Home >Backend Development >Python Tutorial >Detailed explanation of how Python crawlers use proxy to crawl web pages

Detailed explanation of how Python crawlers use proxy to crawl web pages

高洛峰
高洛峰Original
2017-03-19 14:43:462010browse

Proxy type (proxy): transparent proxy, anonymous proxy, confusion proxy and high-anonymity proxy. Here is some knowledge of pythoncrawlers using proxy, and a proxy pool class. It is convenient for everyone to deal with various aspects of work. A complex crawling problem.

urllib module uses proxy

urllib/urllib2 It is more troublesome to use proxy. You need to build a ProxyHandler class first, and then use this class to build the opener class that opens the web page, and then in the request Install the opener.

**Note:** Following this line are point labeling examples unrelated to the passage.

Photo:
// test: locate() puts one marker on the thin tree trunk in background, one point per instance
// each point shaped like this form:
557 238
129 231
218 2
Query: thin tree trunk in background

The proxy format is "http://127.0.0.1:80". If you want the account password, it is "http://user:password@127.0.0.1:80".

proxy="http://127.0.0.1:80"
# 创建一个ProxyHandler对象
proxy_support=urllib.request.ProxyHandler({'http':proxy})
# 创建一个opener对象
opener = urllib.request.build_opener(proxy_support)
# 给request装载opener
urllib.request.install_opener(opener)
# 打开一个url
r = urllib.request.urlopen('http://youtube.com',timeout = 500)

requests module uses proxy

Using proxy for requests is much simpler than urllib...Here is a single proxy as an example. If it is used multiple times, you can use session to build a class.

If you need to use a proxy, you can configure a single request by providing the proxies parameter to any request method:

import requests
proxies = {
  "http": "http://127.0.0.1:3128",
  "https": "http://127.0.0.1:2080",
}
r=requests.get("http://youtube.com", proxies=proxies)
print r.text

You can also configure the proxy through the environment variables HTTP_PROXY and HTTPS_PROXY.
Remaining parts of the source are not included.